Analyse / caption an image with a vision model
replicate_visionAnalyze an image with a vision-language model. Describe, caption, or ask questions about the image content.
Instructions
Run a vision-language model to describe, caption, or answer questions about an image.
Args:
image (string URL): URL of the image to analyse.
prompt (string, optional): Question or instruction (e.g. "describe this image", "count the people").
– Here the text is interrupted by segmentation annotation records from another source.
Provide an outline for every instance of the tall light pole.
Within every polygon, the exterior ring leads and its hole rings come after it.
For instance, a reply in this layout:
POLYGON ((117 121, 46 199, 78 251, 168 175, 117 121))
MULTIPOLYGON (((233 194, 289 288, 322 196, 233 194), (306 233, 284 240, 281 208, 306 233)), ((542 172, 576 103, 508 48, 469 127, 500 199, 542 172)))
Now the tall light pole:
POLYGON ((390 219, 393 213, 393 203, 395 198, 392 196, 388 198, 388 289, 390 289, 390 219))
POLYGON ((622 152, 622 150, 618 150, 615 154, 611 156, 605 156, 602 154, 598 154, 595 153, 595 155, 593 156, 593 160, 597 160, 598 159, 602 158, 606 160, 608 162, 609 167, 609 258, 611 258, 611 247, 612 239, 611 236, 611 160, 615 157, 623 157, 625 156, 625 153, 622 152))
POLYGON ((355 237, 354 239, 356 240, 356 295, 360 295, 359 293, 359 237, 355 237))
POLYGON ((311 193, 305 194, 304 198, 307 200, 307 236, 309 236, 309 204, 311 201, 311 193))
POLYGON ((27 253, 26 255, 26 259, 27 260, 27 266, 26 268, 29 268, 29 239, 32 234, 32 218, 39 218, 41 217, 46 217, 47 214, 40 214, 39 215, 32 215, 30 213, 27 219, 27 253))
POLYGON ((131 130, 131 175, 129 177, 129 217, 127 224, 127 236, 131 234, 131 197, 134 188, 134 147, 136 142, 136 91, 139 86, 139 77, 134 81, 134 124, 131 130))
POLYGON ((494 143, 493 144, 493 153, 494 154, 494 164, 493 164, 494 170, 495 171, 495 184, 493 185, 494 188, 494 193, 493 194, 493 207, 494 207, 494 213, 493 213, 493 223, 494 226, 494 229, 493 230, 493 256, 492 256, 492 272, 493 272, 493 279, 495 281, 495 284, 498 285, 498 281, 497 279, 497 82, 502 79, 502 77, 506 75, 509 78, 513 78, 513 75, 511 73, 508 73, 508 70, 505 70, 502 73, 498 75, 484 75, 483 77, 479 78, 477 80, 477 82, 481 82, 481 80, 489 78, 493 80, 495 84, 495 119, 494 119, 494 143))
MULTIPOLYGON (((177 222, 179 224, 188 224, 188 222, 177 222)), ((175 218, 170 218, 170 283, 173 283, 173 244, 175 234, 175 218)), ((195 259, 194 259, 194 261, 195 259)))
Default is a generic caption.
model (string, default "llava-13b"): Curated key (llava-13b, llava-v1.6-34b, blip-2, qwen-vl) or "owner/name".
max_tokens (1-4096, optional): Response length.
extra_input (object, optional): Model-specific extras.
Returns: PredictionResult with text_output containing the model's textual answer.
Examples:
image="https://example.com/photo.jpg", prompt="What objects are visible?"
image="", prompt="Read the values off this chart and list them.", model="llava-v1.6-34b"
Input Schema
| Name | Required | Description | Default |
|---|---|---|---|
| image | Yes | URL of the image to analyse / caption. | |
| model | No | Vision model. Curated: llava-13b, llava-v1.6-34b, blip-2, qwen-vl. Or "owner/name". | llava-13b |
| prompt | No | Optional question or instruction (e.g. 'describe this image', 'count the people'). Default is a generic caption. | |
| download | No | ||
| max_tokens | No | ||
| timeout_ms | No | Max ms to wait for the prediction. If exceeded, returns the prediction ID so you can poll via replicate_get_prediction. Default: 300000 (5min). | |
| extra_input | No |